BLCO

BLCO is a GPU implementation of the Blocked Linearized CoOrdinate format for storing and processing sparse tensors. It performs key tensor decomposition operations along every mode (dimension) using a unified approach that works on a single tensor copy. The detailed algorithms are described in the following paper:

  • Efficient, Out-of-Memory Sparse MTTKRP on Massively Parallel Architectures. Andy Nguyen, Ahmed E. Helal, Fabio Checconi, Jan Laukemann, Jesmin Jahan Tithi, Yongseok Soh, Teresa M. Ranadive, Fabrizio Petrini, Jeewhan Choi. In Proceedings of the ACM International Conference on Supercomputing (ICS), June 2022. doi:10.1145/3524059.3532363.

Getting started

To compile the code, simply run make in the root directory. This will create the cpd64 binary for running CANDECOMP/PARAFAC tensor decomposition (CPD) with a 64-bit BLCO mask. By default, the Intel ICPC compiler is used.

The code currently requires either Intel MKL or OpenBlas available on the system, as well as CUDA libraries. See Settings for more configuration options.

Usage

You can perform CPD on a given tensor like this:

./cpd64 -k 10 --rank 16 -m 100 -i /path/to/tensor.tns

This runs CPD with a 64-bit ALTO mask, a rank-16 decomposition, using automatically selected GPU kernels, and a maximum number of 100 iterations (or until convergence).

For only running the matricized tensor times Khatri-Rao product (MTTKRP) use:

./cpd64 -k 10 --rank 16 -m 100 -i /path/to/tensor.tns -p -t 0 

This executes 100 iterations of the MTTKRP operation (-p) with a rank-16 decomposition on the target mode 0 (-t 0), i.e., the first mode.

Make sure you allocate enough huge pages if you have activated the usage in config.mk.

A number of flags are available for GPU performance tuning:

  • -k <kernel_id> (1 is lvl1, 3 is lvl3, 10 is automatic selection, 12 is lvl 1 batched, 13 is atomic)
  • -n <partitions> (lvl3 partitions to use)
  • --device <id> (the device ID to use)
  • --stream-data (data is streamed to the GPU during MTTKRP computation)
  • --max_block_size <elems> (maximum block size if streaming is on)
  • --batch (batch lvl 1 kernels if selected)

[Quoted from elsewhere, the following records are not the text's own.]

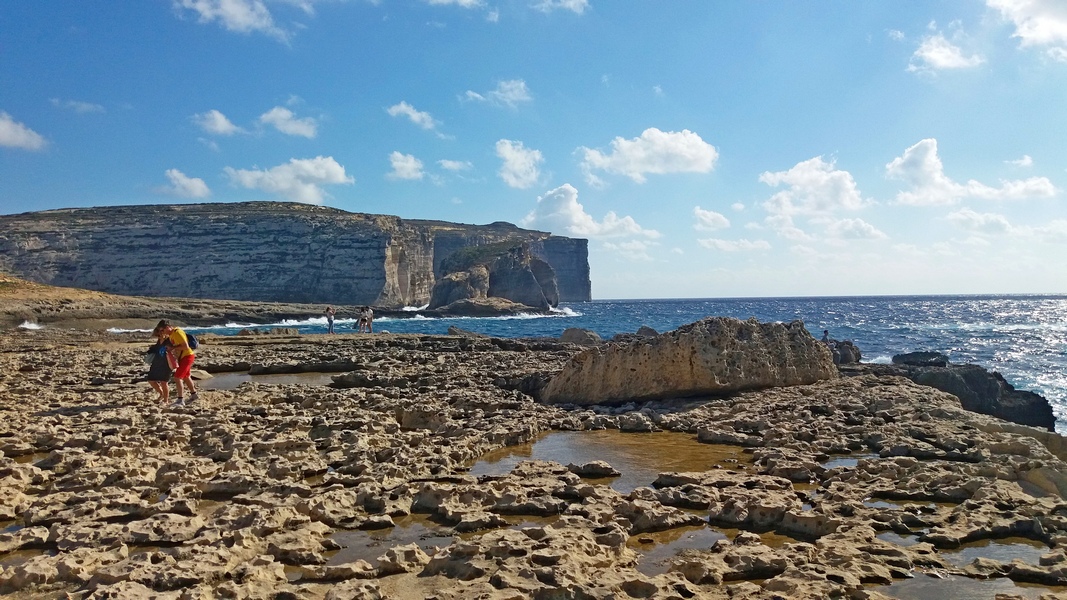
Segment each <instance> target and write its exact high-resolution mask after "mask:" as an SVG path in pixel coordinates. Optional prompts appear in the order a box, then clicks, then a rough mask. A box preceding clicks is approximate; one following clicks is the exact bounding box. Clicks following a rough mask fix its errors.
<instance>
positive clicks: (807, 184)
mask: <svg viewBox="0 0 1067 600" xmlns="http://www.w3.org/2000/svg"><path fill="white" fill-rule="evenodd" d="M834 165H835V162H834V161H833V160H830V161H826V160H824V159H823V157H822V156H816V157H815V158H811V159H808V160H805V161H802V162H798V163H797V164H796V165H794V167H793V168H792V169H790V170H789V171H778V172H770V171H766V172H764V173H762V174H761V175H760V181H762V183H764V184H767V185H768V186H771V187H778V186H786V189H784V190H782V191H779V192H777V193H775V195H773V196H770V200H768V201H767V202H766V203H764V207H765V208H766V209H767V210H768V211H770V212H773V214H777V215H787V216H796V215H808V216H814V215H828V214H831V212H834V211H838V210H857V209H859V208H862V207H864V206H866V205H869V204H871V202H870V201H867V200H864V199H863V196H862V194H861V193H860V191H859V188H858V187H857V186H856V179H854V178H853V175H851V173H849V172H848V171H841V170H839V169H835V168H834Z"/></svg>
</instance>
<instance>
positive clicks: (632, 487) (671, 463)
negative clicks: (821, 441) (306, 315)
mask: <svg viewBox="0 0 1067 600" xmlns="http://www.w3.org/2000/svg"><path fill="white" fill-rule="evenodd" d="M524 460H554V461H556V462H559V463H561V464H564V465H566V464H571V463H573V464H585V463H587V462H592V461H594V460H603V461H605V462H607V463H608V464H610V465H611V467H614V468H615V470H616V471H619V472H620V473H621V475H619V476H618V477H615V478H611V479H610V485H611V488H614V489H615V490H617V491H619V492H620V493H630V492H632V491H634V489H636V488H638V487H641V486H651V485H652V481H654V480H655V479H656V477H658V476H659V473H668V472H689V471H697V472H700V471H708V470H712V469H716V468H722V469H729V470H738V471H744V470H747V469H750V465H751V462H752V456H751V455H750V454H746V453H745V448H743V447H740V446H731V445H727V444H703V443H700V442H698V441H697V437H696V436H691V435H688V433H679V432H675V431H657V432H654V433H625V432H622V431H619V430H618V429H602V430H596V431H554V432H552V433H548V435H546V436H544V437H542V438H541V439H539V440H537V441H535V442H534V443H528V444H520V445H515V446H508V447H506V448H500V449H497V451H493V452H491V453H488V454H485V455H484V456H482V457H481V458H480V459H479V460H478V461H477V462H475V463H474V465H473V467H472V468H471V474H472V475H476V476H477V475H505V474H507V473H509V472H511V470H512V469H514V467H515V465H516V464H519V463H520V462H522V461H524Z"/></svg>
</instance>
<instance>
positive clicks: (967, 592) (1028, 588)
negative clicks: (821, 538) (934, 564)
mask: <svg viewBox="0 0 1067 600" xmlns="http://www.w3.org/2000/svg"><path fill="white" fill-rule="evenodd" d="M871 589H874V590H877V591H880V593H881V594H885V595H886V596H890V597H892V598H899V599H901V600H957V599H958V600H994V599H996V598H997V596H998V595H999V594H1002V595H1008V596H1010V597H1013V598H1014V597H1020V598H1025V599H1026V600H1031V599H1033V600H1038V599H1039V598H1040V597H1041V595H1042V594H1049V593H1050V591H1055V593H1062V591H1063V590H1064V589H1067V588H1063V587H1058V588H1057V587H1045V586H1039V585H1028V584H1018V583H1015V582H1014V581H1012V580H1009V579H1007V578H998V579H988V580H976V579H970V578H961V577H955V575H946V577H945V578H943V579H942V578H936V577H930V575H927V574H925V573H918V574H917V575H915V577H914V578H913V579H908V580H901V581H895V582H893V583H892V584H890V585H880V586H875V587H872V588H871Z"/></svg>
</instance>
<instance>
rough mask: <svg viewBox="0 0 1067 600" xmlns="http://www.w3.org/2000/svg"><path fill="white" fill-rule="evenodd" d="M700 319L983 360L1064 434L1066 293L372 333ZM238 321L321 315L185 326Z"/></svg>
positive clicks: (775, 302) (564, 315)
mask: <svg viewBox="0 0 1067 600" xmlns="http://www.w3.org/2000/svg"><path fill="white" fill-rule="evenodd" d="M707 316H724V317H736V318H739V319H748V318H750V317H754V318H757V319H759V320H760V321H783V322H787V321H792V320H796V319H799V320H801V321H803V322H805V326H806V327H807V328H808V331H810V332H811V334H812V335H814V336H815V337H821V336H822V332H823V330H828V331H829V332H830V337H832V338H834V340H848V341H851V342H853V343H854V344H856V346H858V347H859V349H860V351H861V352H862V361H863V362H874V363H889V362H890V361H891V360H892V357H893V356H894V354H898V353H903V352H911V351H919V350H936V351H939V352H943V353H945V354H947V356H949V358H950V360H951V361H952V362H953V363H973V364H977V365H981V366H983V367H985V368H987V369H989V370H996V372H999V373H1000V374H1001V375H1003V376H1004V378H1005V379H1006V380H1007V381H1008V382H1009V383H1012V384H1013V385H1015V388H1016V389H1018V390H1029V391H1031V392H1036V393H1038V394H1041V395H1042V396H1045V397H1046V398H1048V400H1049V402H1050V404H1051V405H1052V407H1053V411H1054V413H1055V415H1056V422H1057V425H1056V429H1057V431H1058V432H1060V433H1064V435H1067V295H1040V296H875V297H870V296H869V297H828V298H814V297H806V298H723V299H715V298H708V299H676V300H594V301H592V302H577V303H562V304H560V305H559V306H558V309H557V310H556V311H554V312H553V313H552V314H551V315H522V316H511V317H488V318H475V317H464V318H426V317H421V316H416V317H411V318H397V317H380V318H376V319H375V322H373V327H375V331H376V332H385V331H387V332H392V333H429V334H445V333H447V331H448V328H449V326H456V327H458V328H461V329H464V330H467V331H473V332H477V333H484V334H488V335H493V336H496V337H544V336H553V337H556V336H559V335H560V334H561V333H562V332H563V330H566V329H568V328H582V329H588V330H592V331H595V332H596V333H598V334H600V335H601V337H603V338H605V340H609V338H610V337H612V336H614V335H616V334H617V333H634V332H636V331H637V329H638V328H640V327H641V326H648V327H651V328H652V329H655V330H656V331H658V332H660V333H662V332H665V331H670V330H672V329H675V328H678V327H680V326H683V325H686V323H689V322H694V321H696V320H699V319H701V318H704V317H707ZM245 327H260V328H262V327H289V328H296V329H298V330H300V332H301V333H324V332H325V331H327V322H325V318H324V317H318V318H312V319H307V320H301V321H282V322H277V323H273V325H268V326H264V325H257V326H249V325H242V323H225V325H220V326H217V327H210V328H188V329H189V330H190V331H193V332H197V331H209V332H212V333H219V334H223V335H232V334H236V333H237V332H238V331H240V330H241V329H244V328H245ZM334 328H335V331H338V332H343V333H344V332H351V331H354V328H355V322H354V321H353V320H349V319H338V320H336V321H335V325H334Z"/></svg>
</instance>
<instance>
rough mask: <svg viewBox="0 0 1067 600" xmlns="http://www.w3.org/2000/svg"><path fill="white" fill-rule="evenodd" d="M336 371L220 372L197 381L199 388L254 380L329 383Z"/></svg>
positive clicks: (263, 381) (334, 374)
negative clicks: (220, 372)
mask: <svg viewBox="0 0 1067 600" xmlns="http://www.w3.org/2000/svg"><path fill="white" fill-rule="evenodd" d="M337 375H339V374H337V373H283V374H275V375H249V374H248V373H243V372H239V373H220V374H217V375H214V376H212V377H211V378H210V379H205V380H203V381H201V382H198V383H197V386H198V388H200V389H201V390H234V389H236V388H237V386H238V385H240V384H241V383H244V382H248V381H254V382H256V383H266V384H268V385H286V384H297V385H329V384H331V383H333V378H334V377H335V376H337Z"/></svg>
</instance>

Check out the help message for all possible runtime configurations.

./cpd -h

Settings

All compilation settings can be changed in config.mk. Make sure to have no whitespace after your parameters.

Compiler

Currently, ICC and GCC are supported.

BLAS library

Currently, MKL or any library that conforms to the BLAS interface (tested with OpenBlas) is supported.

Transparent Huge Pages

You can activate the usage of pre-allocated THPs by setting the option THP_PRE_ALLOCATION to true. By default, 2M THPs are used. To use 1G pages instead, set the USE_1G definition in common.h to 1:

#define USE_1G 1

Contributors

Intel Labs

University of Oregon

Licensing

BLCO is released under the MIT License. Please see the 'LICENSE' file for details.